Mali rebels close on capital
Despite heavy bombardment by French warplanes, Islamist insurgents grabbed more territory in Mali yesterday and got much closer to the capital, French and Malian authorities said.
The al-Qaeda-linked extremists overran the garrison village of Diabaly, in central Mali, France's defence minister, Jean-Yves le Drian, said in Paris.
Le Drian said yesterday that the rebels "took Diabaly after fierce fighting and resistance from the Malian army that could not hold them back".
The Malian military is in disarray and has let many towns fall with barely a shot fired since the insurgency began almost a year ago.
French military forces, who began fighting in Mali on Friday, widened their bombing campaign against Islamic extremists occupying northern Mali, launching airstrikes for the first time in central Mali.
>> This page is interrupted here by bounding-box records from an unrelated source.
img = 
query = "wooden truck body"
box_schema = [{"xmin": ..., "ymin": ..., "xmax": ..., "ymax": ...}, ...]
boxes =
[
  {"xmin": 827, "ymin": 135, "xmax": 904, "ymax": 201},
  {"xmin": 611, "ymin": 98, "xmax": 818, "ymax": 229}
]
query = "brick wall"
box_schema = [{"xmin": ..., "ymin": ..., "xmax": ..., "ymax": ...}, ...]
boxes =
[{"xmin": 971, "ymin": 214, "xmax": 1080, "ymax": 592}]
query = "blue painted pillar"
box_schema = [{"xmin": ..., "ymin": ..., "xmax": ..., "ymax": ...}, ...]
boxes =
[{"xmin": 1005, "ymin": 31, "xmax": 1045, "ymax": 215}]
The rebels, many of whom are not Malians, had been bottled up in the narrow neck of central Mali. But now, sweeping in from the west, they are only 400km from Mali's capital, Bamako, in the south. Before France sent its forces in, the closest the Islamists were to the capital was 680km but they might have infiltrated closer.
France is urging the "Africanisation" of the conflict, encouraging African nations to send troops to fight the extremists.
There have been promises but no troop deployments have yet been announced.
Yesterday, a French intelligence agent said shots rang out near the Diabaly military camp in what was still nominally government-held territory and, soon after, jets were heard overhead, and then a series of explosions.
A Malian commander in the nearby town of Niono said the bombing did not stop the Islamists and they occupied Alatona, and yesterday reached the north-south road that connects Diabaly to Segou, the administrative capital of central Mali.
The Islamist advance in central Mali was made after French fighter-bombers began dropping bombs on the rice-growing region of Alatona late on Sunday.
Mali's north, an area the size of France, was occupied by al-Qaida-linked rebels nine months ago, following a coup in the capital.
France has deployed 550 troops to Mali and authorised airstrikes, which began on Friday, at first concentrated in the north. The Mirage jets are stationed in Chad,
Britain is sending C-17 transport aircraft to help France bring in more troops and equipment.
The US is providing attack and reconnaissance drones, and communications, surveillance and logistical support.
Le Drian said a second French commando missing after a bungled attempt to rescue a hostage in Somalia, on the other side of Africa, was probably killed during the operation.
Somali insurgents al-Shabab - like the Islamists in Mali, linked to al-Qaeda - posted on Twitter two photos of a man wearing uniform trousers and a blood-soaked shirt.
Le Drian said France believed that al-Shabab was preparing a "disgraceful display" of the soldiers' bodies.